Poursuivre jusqu’à Dawson
Carmacks est le point d’arrivée naturel d’une première descente, mais le fleuve continue, et certains pagayeurs aussi. Le tronçon Carmacks–Dawson représente environ 400 kilomètres de plus et comprend le seul obstacle nommé du parcours : Five Finger Rapids, où des piliers de basalte divisent le fleuve en chenaux et où les embarcations empruntent celui de droite. Le passage est simple à niveau normal, et le spectacle est impressionnant depuis le belvédère de la route qui le surplombe.
En aval, le fleuve s’élargit, le pays s’aplanit, et le voyage devient une longue dérive méditative devant les embouchures de la Pelly, de la White et de la Stewart, avec, par intervalles, les vestiges de camps de bois et d’établissements le long des berges. Compter deux semaines ou plus pour aller de Whitehorse à Dawson est réaliste. Arriver à Dawson par le fleuve, au même débarcadère que les chercheurs d’or, vaut nettement mieux comme dénouement qu’un stationnement à Carmacks.
Préparation et logistique
Deux grandes options s’offrent à vous.

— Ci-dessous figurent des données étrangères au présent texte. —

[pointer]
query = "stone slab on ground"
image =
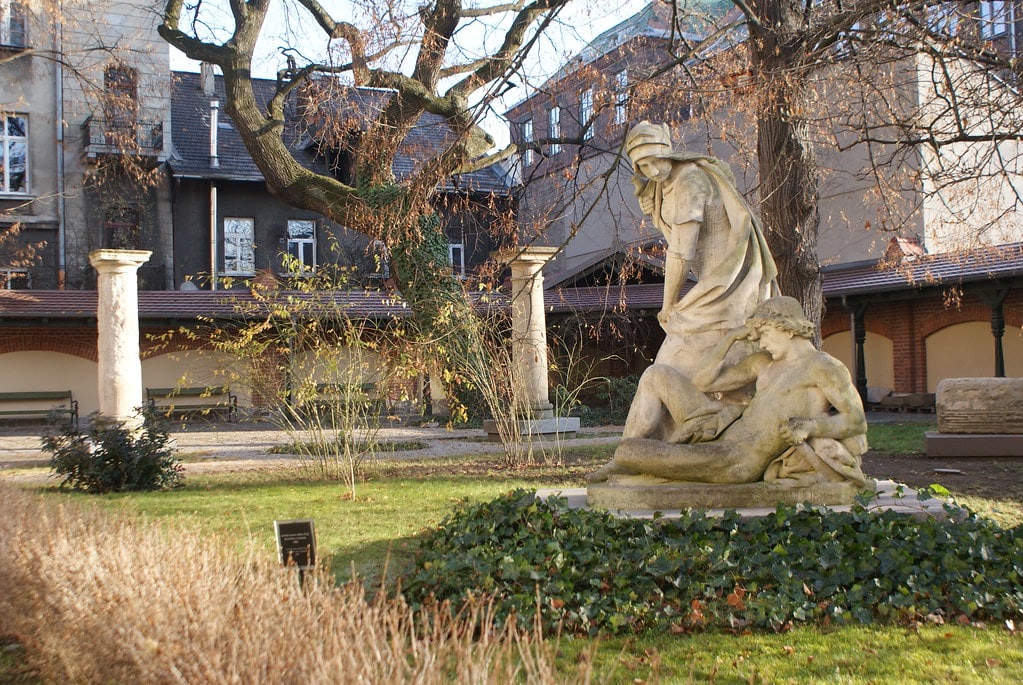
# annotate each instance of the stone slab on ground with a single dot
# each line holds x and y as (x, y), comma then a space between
(973, 445)
(890, 496)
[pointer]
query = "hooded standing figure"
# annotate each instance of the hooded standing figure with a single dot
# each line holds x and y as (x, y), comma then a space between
(711, 231)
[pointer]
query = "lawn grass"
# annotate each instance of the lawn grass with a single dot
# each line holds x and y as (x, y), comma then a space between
(363, 535)
(899, 438)
(400, 498)
(848, 655)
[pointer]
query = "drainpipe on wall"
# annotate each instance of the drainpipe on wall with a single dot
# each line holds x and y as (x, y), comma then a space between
(214, 125)
(214, 164)
(58, 109)
(213, 235)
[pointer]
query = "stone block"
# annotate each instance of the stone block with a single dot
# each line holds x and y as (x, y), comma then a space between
(973, 445)
(980, 406)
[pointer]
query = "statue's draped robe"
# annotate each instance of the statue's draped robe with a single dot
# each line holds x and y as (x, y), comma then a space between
(726, 252)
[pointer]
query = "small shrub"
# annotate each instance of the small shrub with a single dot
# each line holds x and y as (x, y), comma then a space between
(618, 392)
(113, 458)
(593, 573)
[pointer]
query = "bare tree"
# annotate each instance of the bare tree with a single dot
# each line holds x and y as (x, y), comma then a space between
(428, 60)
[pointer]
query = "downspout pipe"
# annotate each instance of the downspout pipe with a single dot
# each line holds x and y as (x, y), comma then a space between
(213, 235)
(214, 164)
(58, 110)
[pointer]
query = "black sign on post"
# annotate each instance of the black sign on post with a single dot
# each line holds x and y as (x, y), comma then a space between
(297, 543)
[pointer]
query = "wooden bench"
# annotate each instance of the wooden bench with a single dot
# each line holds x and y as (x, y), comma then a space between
(42, 405)
(189, 400)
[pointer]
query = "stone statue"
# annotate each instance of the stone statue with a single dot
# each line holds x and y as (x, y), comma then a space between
(710, 231)
(803, 425)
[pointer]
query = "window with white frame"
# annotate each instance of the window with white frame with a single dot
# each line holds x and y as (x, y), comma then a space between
(302, 244)
(239, 241)
(994, 18)
(14, 154)
(13, 24)
(123, 227)
(456, 254)
(554, 128)
(621, 97)
(586, 113)
(526, 135)
(943, 17)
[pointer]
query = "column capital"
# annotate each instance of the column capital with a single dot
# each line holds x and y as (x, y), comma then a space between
(534, 256)
(118, 260)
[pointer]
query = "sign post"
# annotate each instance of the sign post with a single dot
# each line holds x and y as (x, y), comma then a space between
(297, 544)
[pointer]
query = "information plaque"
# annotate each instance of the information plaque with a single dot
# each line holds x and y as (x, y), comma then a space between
(296, 543)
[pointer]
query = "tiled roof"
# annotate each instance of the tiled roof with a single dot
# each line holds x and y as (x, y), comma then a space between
(70, 305)
(927, 271)
(991, 264)
(190, 122)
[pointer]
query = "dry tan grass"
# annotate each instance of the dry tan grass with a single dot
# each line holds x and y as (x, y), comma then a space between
(95, 598)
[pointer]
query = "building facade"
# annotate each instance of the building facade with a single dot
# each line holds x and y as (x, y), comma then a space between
(876, 218)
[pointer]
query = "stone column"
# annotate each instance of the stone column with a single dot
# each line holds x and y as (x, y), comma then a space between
(117, 319)
(529, 326)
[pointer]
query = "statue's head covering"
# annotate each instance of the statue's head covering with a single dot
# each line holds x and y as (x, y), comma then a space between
(647, 140)
(785, 314)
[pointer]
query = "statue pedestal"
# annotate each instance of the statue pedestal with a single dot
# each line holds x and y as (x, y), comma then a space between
(639, 492)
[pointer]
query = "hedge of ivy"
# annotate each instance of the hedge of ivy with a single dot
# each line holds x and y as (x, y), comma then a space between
(589, 572)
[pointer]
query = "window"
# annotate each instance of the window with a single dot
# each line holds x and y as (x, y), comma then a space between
(526, 135)
(13, 25)
(621, 97)
(120, 101)
(943, 18)
(239, 257)
(456, 254)
(14, 155)
(302, 244)
(14, 279)
(554, 128)
(122, 227)
(586, 113)
(994, 18)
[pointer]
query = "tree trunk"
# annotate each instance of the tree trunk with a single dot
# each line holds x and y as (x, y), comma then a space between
(789, 197)
(445, 322)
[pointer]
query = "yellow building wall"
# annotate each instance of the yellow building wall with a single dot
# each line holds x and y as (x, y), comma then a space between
(967, 351)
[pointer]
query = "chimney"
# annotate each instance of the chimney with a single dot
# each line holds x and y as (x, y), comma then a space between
(207, 82)
(214, 127)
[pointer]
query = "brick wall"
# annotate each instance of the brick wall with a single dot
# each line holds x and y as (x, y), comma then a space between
(907, 323)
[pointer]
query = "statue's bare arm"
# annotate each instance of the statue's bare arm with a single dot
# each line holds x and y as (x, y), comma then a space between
(846, 421)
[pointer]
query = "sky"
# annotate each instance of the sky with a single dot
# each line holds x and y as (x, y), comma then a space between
(579, 23)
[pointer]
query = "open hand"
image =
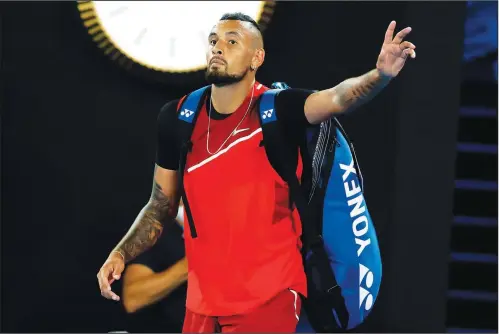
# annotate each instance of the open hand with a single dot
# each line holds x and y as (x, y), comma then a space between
(394, 51)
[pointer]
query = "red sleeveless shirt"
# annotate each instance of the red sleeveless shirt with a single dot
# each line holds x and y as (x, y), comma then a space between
(248, 244)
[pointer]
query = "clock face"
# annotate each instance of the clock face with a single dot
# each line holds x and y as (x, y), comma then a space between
(165, 36)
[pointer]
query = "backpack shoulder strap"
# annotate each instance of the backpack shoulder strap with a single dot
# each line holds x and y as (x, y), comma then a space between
(188, 112)
(280, 157)
(352, 150)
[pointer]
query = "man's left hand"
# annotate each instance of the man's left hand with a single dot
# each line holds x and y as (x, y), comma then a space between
(394, 52)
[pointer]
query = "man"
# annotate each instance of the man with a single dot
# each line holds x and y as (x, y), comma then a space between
(154, 285)
(245, 267)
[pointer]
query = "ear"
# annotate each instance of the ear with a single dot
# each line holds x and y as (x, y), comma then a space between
(258, 58)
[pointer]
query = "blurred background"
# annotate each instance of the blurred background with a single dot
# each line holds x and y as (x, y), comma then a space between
(78, 146)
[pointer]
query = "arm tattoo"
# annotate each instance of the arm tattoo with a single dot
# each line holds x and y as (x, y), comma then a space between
(149, 224)
(356, 91)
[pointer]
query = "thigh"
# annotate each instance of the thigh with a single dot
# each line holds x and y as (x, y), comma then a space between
(197, 323)
(279, 315)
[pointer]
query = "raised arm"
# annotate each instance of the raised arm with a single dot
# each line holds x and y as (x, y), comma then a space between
(354, 92)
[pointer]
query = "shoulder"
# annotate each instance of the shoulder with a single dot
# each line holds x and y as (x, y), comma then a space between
(169, 109)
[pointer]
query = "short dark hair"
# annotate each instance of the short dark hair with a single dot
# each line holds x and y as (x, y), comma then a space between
(241, 17)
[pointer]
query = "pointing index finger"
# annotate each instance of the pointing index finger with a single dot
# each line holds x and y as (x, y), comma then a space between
(389, 32)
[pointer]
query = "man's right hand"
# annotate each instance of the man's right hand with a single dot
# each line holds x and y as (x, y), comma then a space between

Les pagayeurs expérimentés disposant de leur propre matériel peuvent faire le voyage en autonomie, en organisant la location d’un canot et une navette de retour depuis Carmacks auprès d’un pourvoyeur de Whitehorse. Tous les autres peuvent se joindre à une expédition guidée, où un professionnel s’occupe de l’itinéraire, de la vie de camp et de la cuisine, pendant que vous pagayez et profitez du paysage. Dans les deux cas, réservez tôt pour l’été, la courte saison où le fleuve est le plus fréquenté.
Si vous cherchez un vrai défi, faites coïncider votre séjour avec la Yukon River Quest, présentée comme la plus longue course annuelle de canot et de kayak au monde, qui relie Whitehorse à Dawson City. Voir les concurrents s’élancer — ou pagayer toute la nuit sous le soleil de minuit — est un spectacle en soi, même si vous n’avez aucune intention de participer.
Préparez-vous à de l’eau froide et à un soleil ardent le même jour : vêtements en couches, imperméable fiable, bonnet chaud, protection solaire et un sac étanche pour tout ce qui doit rester sec. Emportez plus d’antimoustique que vous ne le croyez nécessaire. Et gardez de la place dans votre programme pour simplement dériver — rentrer la pagaie, s’adosser aux bagages et laisser le pays vous porter comme il a porté, autrefois, tous ceux qui sont passés par ici. C’est ce qui se rapproche le plus, pour la plupart d’entre nous, d’un voyage sur la plus vieille route du Nord.
Frequently asked questions
Faut-il avoir de l’expérience en eau vive pour descendre le fleuve Yukon ?
Pas pour la section habituelle Whitehorse–Carmacks, rapide mais non technique. Il faut en revanche savoir manœuvrer un canot chargé, lire le courant et camper en autonomie plusieurs jours de suite.
Combien de temps dure le trajet Whitehorse–Carmacks ?
La plupart des groupes comptent cinq à huit jours pour les quelque 300 km, à raison de six ou sept heures de pagaie par jour. Ajoutez une journée de battement pour le vent sur le Lake Laberge, où les expéditions perdent le plus souvent du temps.
Quelle est la meilleure période pour pagayer ?
De juin au début septembre. Juin offre les journées les plus longues et les pires moustiques, juillet est le plus chaud et le plus fréquenté, et août propose souvent le meilleur équilibre : eaux stabilisées, moins d’insectes et retour de l’obscurité nocturne.
Peut-on faire le voyage sans posséder de canot ?
Oui. Les pourvoyeurs de Whitehorse louent des canots et organisent la navette de retour depuis Carmacks, et les expéditions guidées fournissent tout, y compris la nourriture et la logistique de camp. Réservez bien à l’avance, la saison étant courte.